Last night we all went to the weekly farmers market in Pachmarhi. I am told that it is only a few years old, but given the size of it and the congregated crowd, it’s a hit! There were middle class tourists from cities and poor tribals from out of town and locals including Father Claude, the wait-boys from our restaurant and the Sikh man who sold us mosquito netting.
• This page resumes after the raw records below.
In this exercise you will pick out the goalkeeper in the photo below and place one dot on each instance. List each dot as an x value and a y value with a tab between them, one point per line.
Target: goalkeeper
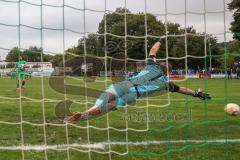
20	73
151	79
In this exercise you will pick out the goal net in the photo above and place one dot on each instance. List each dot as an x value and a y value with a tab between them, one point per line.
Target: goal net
94	43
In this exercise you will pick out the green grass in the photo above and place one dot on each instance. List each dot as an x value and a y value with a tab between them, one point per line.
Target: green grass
185	118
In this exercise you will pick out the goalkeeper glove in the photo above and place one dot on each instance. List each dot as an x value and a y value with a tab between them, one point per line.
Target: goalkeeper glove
200	94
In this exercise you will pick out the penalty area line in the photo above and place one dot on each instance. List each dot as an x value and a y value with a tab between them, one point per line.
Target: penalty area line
101	145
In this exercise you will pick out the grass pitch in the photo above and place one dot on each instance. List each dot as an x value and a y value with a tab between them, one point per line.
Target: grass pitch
171	127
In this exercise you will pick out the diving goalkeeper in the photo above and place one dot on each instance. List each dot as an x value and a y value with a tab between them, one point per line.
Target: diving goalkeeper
153	78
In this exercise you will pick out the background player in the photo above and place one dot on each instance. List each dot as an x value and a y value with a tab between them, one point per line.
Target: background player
153	78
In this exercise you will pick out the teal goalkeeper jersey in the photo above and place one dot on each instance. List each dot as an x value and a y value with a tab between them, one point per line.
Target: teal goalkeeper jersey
150	79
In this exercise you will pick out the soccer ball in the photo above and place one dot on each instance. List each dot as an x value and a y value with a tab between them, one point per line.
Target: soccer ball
232	109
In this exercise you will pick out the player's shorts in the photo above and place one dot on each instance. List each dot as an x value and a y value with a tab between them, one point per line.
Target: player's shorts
123	93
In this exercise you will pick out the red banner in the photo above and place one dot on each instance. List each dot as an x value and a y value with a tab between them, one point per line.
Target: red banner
177	76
The produce is grown in the valley (Pachmarhi is in the mountains) and brought to the edge of the city and sold to the vendors in the market.
My favorite vendor was a man selling garlic, ginger and chili--the three base ingredients of every Indian curry. My second favorite was the man selling dal (lentils) of every shape, size and color. I knelt down plunged my hand into the pile and ran the dal through my fingers. And then there was the spice man who had piles of fragrant powders and seeds arranged in colorful array around him. Sreedhara, a conference attendee and professor at a university in Bangalore nicked a piece of cinnamon bark and gave it to me to chew. Sweet and softly spiced, it was a perfect piece of candy.
I positively drooled over the fresh vegetables. My fingers itched to take home the pearly cauliflowers and purple mustards and shiny green eggplants. I haven’t been homesick once during the past two weeks, but in the moment of looking at all these beautiful vegetables, I positively wept for my kitchen. Any kitchen. Language to haggle. Shopping bag to put on my head and carry home. Sharp knives and cutting board. Gas stove and stainless steel pots. Spicy fragrance filling the house and floating out into the street. Come in and share.